The moment my organisational leaders say something which is against the teaching, I will not hesitate to correct them. The moment my organisation goes to a different direction, I will not hesitate to leave.

Thus by understanding this, there should be:

  • No blind following or allegiance to a person or a group or a party.
  • No-one being afraid to speak against a leader who is at error, even though that might cost him a position (including that of a Deputy Prime Minister)
  • No such motto as: “I am forever with this party (a good example in Malay is ‘UMNO Dulu, Kini dan Selamanya’)”
  • No vilifying of those who wish to leave a group when they feel they no longer share the group’s ideologies or direction (such as those leaving PAS and forming the ‘Gerakan Harapan Baru’ movement)

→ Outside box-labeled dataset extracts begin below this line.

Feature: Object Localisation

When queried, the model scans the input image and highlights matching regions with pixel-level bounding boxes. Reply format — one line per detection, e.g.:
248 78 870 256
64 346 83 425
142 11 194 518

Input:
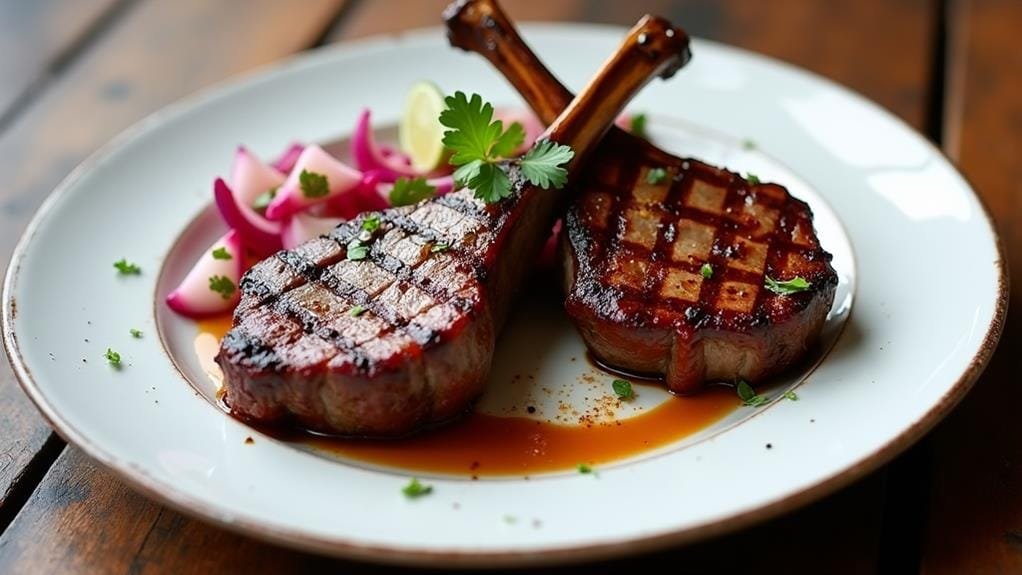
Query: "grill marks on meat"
217 12 688 436
562 135 837 393
219 192 498 434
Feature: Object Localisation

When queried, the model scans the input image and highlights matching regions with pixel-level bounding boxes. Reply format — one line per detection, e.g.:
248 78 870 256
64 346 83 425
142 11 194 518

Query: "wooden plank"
0 0 932 573
0 0 344 528
923 0 1022 574
0 447 880 575
0 0 117 118
329 0 935 130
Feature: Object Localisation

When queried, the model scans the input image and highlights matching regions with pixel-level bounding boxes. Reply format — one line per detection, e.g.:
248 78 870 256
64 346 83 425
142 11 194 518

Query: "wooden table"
0 0 1022 574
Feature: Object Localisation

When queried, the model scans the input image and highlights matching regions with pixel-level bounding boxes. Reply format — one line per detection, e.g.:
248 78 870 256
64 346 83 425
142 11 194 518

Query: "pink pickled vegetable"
266 146 363 221
352 108 421 182
323 171 390 220
213 178 281 257
167 230 244 318
280 213 345 249
272 142 306 174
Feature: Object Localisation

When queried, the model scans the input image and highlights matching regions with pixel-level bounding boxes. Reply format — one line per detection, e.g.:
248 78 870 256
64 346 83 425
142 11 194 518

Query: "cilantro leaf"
113 257 142 276
610 379 636 399
519 140 574 190
252 186 280 213
298 170 330 198
454 159 486 188
468 163 511 203
737 380 770 408
490 122 525 157
347 239 369 261
763 276 812 295
103 347 121 369
439 92 504 165
629 113 646 138
362 213 380 232
210 276 235 299
401 477 433 499
439 92 574 203
646 167 667 185
390 178 436 206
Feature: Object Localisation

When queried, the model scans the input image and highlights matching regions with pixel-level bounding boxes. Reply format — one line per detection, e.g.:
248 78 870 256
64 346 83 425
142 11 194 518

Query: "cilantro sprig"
439 92 574 203
763 276 812 295
390 178 436 206
736 380 770 408
401 477 433 499
610 379 636 399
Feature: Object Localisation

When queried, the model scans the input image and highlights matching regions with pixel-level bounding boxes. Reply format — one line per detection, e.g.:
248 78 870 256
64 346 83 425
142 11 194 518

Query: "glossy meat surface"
563 133 837 393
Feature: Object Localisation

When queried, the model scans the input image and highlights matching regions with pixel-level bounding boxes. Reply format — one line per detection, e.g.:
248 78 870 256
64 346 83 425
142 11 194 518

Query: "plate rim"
0 21 1010 567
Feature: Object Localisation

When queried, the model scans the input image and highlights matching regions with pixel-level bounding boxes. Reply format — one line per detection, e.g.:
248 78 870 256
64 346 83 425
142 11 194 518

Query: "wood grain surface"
0 0 344 539
923 0 1022 574
0 0 1022 574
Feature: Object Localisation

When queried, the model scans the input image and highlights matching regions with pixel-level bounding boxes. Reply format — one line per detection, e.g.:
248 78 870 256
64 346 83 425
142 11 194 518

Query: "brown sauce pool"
195 317 740 478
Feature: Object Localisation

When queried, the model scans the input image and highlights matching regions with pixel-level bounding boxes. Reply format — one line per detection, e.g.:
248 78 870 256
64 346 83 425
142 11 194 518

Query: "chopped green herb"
298 170 330 198
252 186 280 213
347 239 369 261
646 167 667 184
629 113 646 138
763 276 812 295
362 213 380 232
737 380 770 408
103 347 121 368
610 379 636 399
390 178 436 206
439 92 574 203
210 276 235 299
113 257 142 276
401 477 433 499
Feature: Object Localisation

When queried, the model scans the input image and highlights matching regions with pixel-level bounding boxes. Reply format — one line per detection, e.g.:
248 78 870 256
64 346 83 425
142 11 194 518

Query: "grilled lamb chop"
445 0 837 393
217 17 688 436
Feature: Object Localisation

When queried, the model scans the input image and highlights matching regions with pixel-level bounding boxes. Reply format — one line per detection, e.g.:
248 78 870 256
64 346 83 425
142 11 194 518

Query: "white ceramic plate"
3 26 1006 565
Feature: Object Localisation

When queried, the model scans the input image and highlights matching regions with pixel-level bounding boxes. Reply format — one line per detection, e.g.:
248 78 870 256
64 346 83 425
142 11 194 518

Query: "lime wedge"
398 82 446 172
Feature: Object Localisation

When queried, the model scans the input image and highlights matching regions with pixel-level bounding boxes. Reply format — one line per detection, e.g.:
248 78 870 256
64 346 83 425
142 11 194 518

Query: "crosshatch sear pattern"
562 140 837 392
218 191 500 433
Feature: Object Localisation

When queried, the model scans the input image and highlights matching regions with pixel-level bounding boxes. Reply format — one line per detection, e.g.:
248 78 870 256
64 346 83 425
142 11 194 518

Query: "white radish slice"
213 178 281 257
280 212 345 249
231 146 286 208
167 230 244 318
266 146 363 222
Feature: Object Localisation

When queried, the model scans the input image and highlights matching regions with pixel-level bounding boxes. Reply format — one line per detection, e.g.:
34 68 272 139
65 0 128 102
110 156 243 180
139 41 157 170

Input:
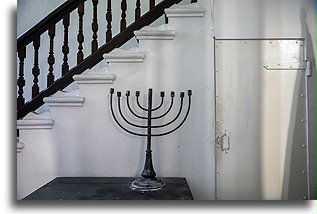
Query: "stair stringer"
16 2 215 200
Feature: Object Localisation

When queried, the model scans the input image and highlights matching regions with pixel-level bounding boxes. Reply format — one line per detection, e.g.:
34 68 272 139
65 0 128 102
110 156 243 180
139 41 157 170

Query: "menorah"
110 88 192 191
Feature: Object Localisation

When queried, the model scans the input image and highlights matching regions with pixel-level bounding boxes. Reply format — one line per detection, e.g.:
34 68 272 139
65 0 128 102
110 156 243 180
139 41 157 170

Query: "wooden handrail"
17 0 182 119
17 0 87 50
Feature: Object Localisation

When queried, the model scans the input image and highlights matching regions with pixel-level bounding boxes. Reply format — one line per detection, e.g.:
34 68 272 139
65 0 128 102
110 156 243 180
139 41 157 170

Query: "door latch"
217 130 230 153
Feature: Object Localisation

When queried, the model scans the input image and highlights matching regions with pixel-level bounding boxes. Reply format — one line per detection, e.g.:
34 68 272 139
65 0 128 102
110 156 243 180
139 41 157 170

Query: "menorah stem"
142 89 156 178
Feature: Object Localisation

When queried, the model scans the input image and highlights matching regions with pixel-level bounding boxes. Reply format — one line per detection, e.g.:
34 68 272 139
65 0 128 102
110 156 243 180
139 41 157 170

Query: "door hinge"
217 130 230 153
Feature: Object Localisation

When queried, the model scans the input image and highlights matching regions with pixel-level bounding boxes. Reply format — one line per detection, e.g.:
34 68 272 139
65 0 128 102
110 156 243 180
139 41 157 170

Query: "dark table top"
22 177 193 200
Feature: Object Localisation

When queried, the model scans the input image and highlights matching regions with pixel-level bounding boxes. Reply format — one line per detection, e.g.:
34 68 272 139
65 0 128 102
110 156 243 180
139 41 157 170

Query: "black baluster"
17 47 26 109
32 35 41 98
77 2 84 65
150 0 155 10
47 25 55 87
91 0 98 53
135 0 141 21
62 14 69 76
106 0 112 42
120 0 127 32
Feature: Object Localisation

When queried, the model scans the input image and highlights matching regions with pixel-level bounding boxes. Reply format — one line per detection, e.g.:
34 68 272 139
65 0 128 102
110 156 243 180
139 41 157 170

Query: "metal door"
215 39 308 200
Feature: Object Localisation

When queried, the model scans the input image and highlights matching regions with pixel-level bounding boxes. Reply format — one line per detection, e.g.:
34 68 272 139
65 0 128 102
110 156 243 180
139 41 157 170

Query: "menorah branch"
110 88 192 191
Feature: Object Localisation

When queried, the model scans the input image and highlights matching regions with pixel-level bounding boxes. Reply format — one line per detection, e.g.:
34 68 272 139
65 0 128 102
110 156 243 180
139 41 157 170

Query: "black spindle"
17 47 26 109
77 2 84 65
106 0 112 42
32 35 41 98
47 25 55 87
135 0 141 21
91 0 98 53
62 14 69 76
150 0 155 10
120 0 127 32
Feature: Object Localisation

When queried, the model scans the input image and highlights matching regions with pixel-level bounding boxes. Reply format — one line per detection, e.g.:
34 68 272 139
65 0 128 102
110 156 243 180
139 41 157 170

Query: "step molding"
103 48 145 63
134 28 176 40
73 74 116 84
164 7 205 18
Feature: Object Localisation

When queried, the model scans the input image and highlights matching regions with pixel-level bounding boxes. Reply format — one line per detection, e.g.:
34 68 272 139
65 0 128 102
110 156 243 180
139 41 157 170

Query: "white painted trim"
164 7 205 18
103 51 145 63
73 74 116 84
43 96 85 107
17 119 54 130
134 29 176 40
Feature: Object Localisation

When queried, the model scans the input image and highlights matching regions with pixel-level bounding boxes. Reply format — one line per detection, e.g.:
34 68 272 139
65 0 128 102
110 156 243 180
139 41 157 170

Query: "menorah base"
131 177 165 191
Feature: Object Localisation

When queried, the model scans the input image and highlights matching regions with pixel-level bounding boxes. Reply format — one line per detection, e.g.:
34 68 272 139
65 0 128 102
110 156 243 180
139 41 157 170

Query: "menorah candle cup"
110 88 192 191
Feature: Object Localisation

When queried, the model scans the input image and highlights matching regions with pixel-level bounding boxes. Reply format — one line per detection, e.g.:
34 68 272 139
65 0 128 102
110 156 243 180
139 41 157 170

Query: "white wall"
214 0 316 196
18 0 316 199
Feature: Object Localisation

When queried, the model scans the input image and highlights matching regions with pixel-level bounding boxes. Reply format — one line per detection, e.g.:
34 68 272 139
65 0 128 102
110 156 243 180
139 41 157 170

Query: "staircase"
17 0 215 199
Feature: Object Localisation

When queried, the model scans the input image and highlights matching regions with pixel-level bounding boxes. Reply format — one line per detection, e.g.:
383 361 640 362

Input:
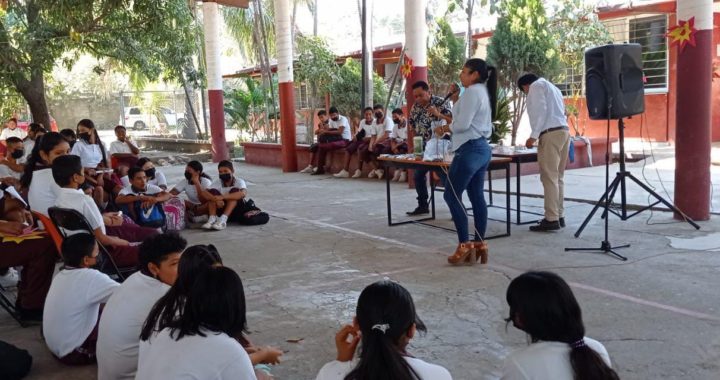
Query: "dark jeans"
443 138 492 243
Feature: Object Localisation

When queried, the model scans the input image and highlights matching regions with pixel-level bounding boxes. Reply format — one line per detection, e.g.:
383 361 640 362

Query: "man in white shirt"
518 74 570 231
43 233 120 365
0 117 27 146
311 107 352 175
97 233 187 380
368 104 394 178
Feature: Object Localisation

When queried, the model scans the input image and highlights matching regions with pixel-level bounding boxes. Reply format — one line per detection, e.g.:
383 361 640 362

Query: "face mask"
10 149 25 160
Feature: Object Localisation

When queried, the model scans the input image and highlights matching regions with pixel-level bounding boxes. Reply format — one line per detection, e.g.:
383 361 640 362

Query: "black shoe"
530 219 560 231
406 206 430 216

The question was put to me 17 years ago. I am now a member of a different organisation (but which adopts exactly the same principles as that which I joined back in the UK). I don’t wish to write names here of as the names are not important, but the message is.

I wish more of the sincere workers of Islam could adopt the same understanding (not necessarily by joining my current organisation), see beyond the partisan and organisational boundaries, leaving behind the vilification and name-calling, and focussing on our core and shared agenda, such as spreading the message of Islam, working towards a compassionate society, and calling for a just, transparent government.

Each worker of an Islamic organisation should be able to answer the very question that was put to me, “Am I willing to leave this organisation for something which is better?”

And to answer this, he or she should ask, “Am I standing by the truth, or am I standing by my group?”